My initial impulse was to return the product, but Lucas' return policy would have been laughable if it weren't so infuriating. It's been a while so I don't remember all the details, but I do recall that I was responsible for paying return shipping on the product, and that it was going to take somewhere around a month and a half for me to actually get my money back. There may have been talk of a paper check being involved as well - as in, they weren't going to just transfer the money back onto the card I used to pay for it, but rather issue me a check for the cost of the product, minus the overpriced shipping charge they'd gouged me with when I initially bought this thing, and then physically mail that check to me, presumably utilizing a man on a horse for transit - but once again, my memory's a bit fuzzy on all this.

George Lucas clearly works for the Empire nowadays, that's all I'm getting at here.

Anyway, considering that my refund after required expenditures would have been about 84 American cents, I decided to just keep the thing (after swearing off ever buying anything from the Star Wars Shop ever again... boy, that sure was painful!) and modify it into something that was at least somewhat useful, so I headed down to Bed, Bath, and Beyond and picked up this legitimate, 100% cotton, devastatingly useful apron for about half the price of the piece of garbage Dr. Jar Jar Binks had slung at me:


Please take note of the adjustable neckline, and waist cords designed to wrap around a person who weighs more than 140lbs. Such a marvel of fabric engineering I'd never before seen!

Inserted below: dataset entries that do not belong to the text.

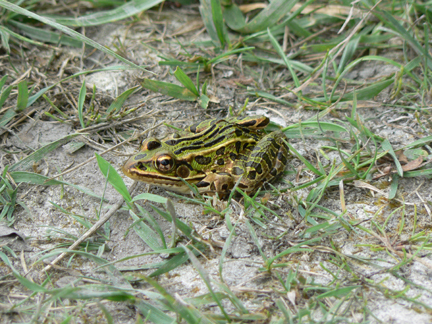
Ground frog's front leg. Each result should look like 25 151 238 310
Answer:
196 172 235 198
239 131 289 192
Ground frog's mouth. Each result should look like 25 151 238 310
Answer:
122 158 205 194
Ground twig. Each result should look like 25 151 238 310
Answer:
42 181 138 272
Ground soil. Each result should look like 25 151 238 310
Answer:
0 8 432 323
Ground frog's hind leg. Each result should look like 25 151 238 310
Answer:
239 131 289 192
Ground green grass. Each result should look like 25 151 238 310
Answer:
0 0 432 323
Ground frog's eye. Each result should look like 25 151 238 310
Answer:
141 138 162 151
155 154 175 173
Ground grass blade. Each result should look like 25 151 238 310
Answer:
10 171 101 199
9 134 82 171
0 0 150 72
95 153 132 202
16 80 28 112
105 86 139 117
174 66 199 97
78 80 87 128
46 0 163 27
141 79 198 101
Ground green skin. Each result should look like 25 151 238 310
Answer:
123 116 289 197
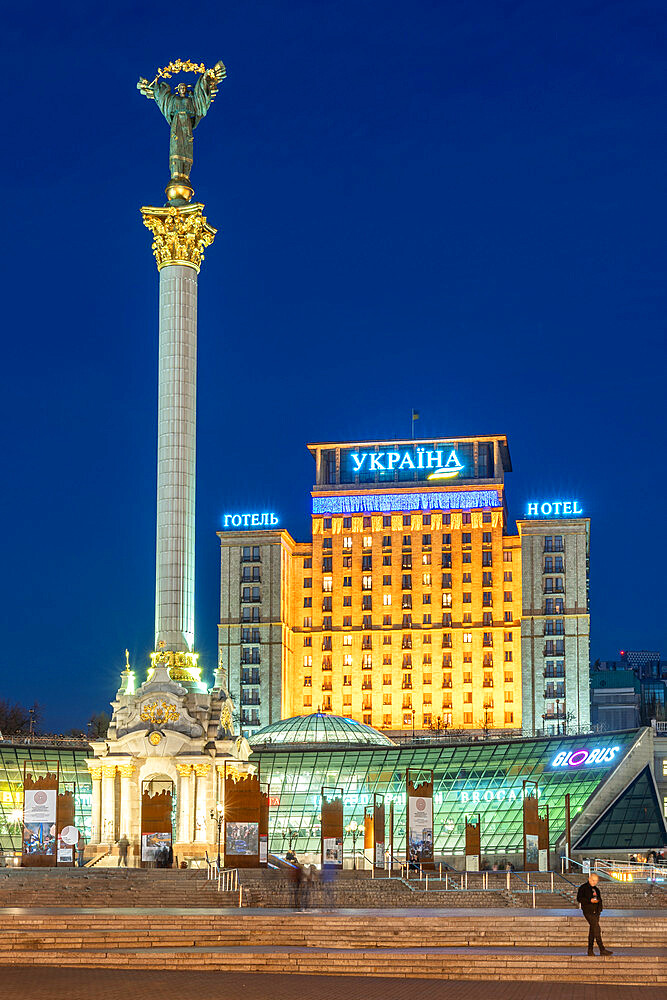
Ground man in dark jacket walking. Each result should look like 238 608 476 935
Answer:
577 872 614 955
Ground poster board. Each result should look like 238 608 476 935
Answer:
223 761 260 868
320 787 343 868
405 769 435 869
21 770 58 868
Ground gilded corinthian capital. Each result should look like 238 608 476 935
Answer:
141 203 217 273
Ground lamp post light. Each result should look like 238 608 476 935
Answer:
211 802 225 871
345 819 359 872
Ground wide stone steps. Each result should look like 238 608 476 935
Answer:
0 946 667 990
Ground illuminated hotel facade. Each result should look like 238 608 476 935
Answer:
219 435 590 735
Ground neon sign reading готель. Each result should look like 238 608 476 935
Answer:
350 448 463 480
551 747 621 767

I used some fabric glue and Mother McHanslaw's trusty sewing machine (my own machine had yet to manifest itself at this time) and affixed the crummy Lucas creation to the well-designed but unspectacular BB&B apron, and came out with this as my end product:


Improvement? Absolutely. Perfect? Far from it. In fact, this was one of my first sewing projects, so it is the very definition of "good from far, far from good" (uneven glue application, obtuse stitch lines galore, etc) but I busted my butt on making it (the useful apron required a few alterations to fit the size of the Star Wars one), so I had no reservations about giving it to him on that day.

The very next day, he turned 38 years and 1 day old. I gave him nothing.

Now, let us bear in mind that this project was finished a full 5 months ago, and I'm just getting around to writing about it now. Considering this fact, might it be reasonable to assume that I've finished several other projects over this time, but have just been too lazy to blather on about them for about 12 paragraphs more than is necessary? Why yes, yes it would be reasonable to assume that.

And hopefully my friends, I will soon get to the weighty job of tying a bow around all of these old projects by submitting them to the world of Rubbish, but I make no guarantees on that front. I've just been accepted to some sort of learning-school for humans, and I'm feverishly working towards a goal that seemed totally untouchable a mere 3 months ago (more on that later), so Rubbish time might further dwindle.

Only Time will tell. She's a filthy gossip.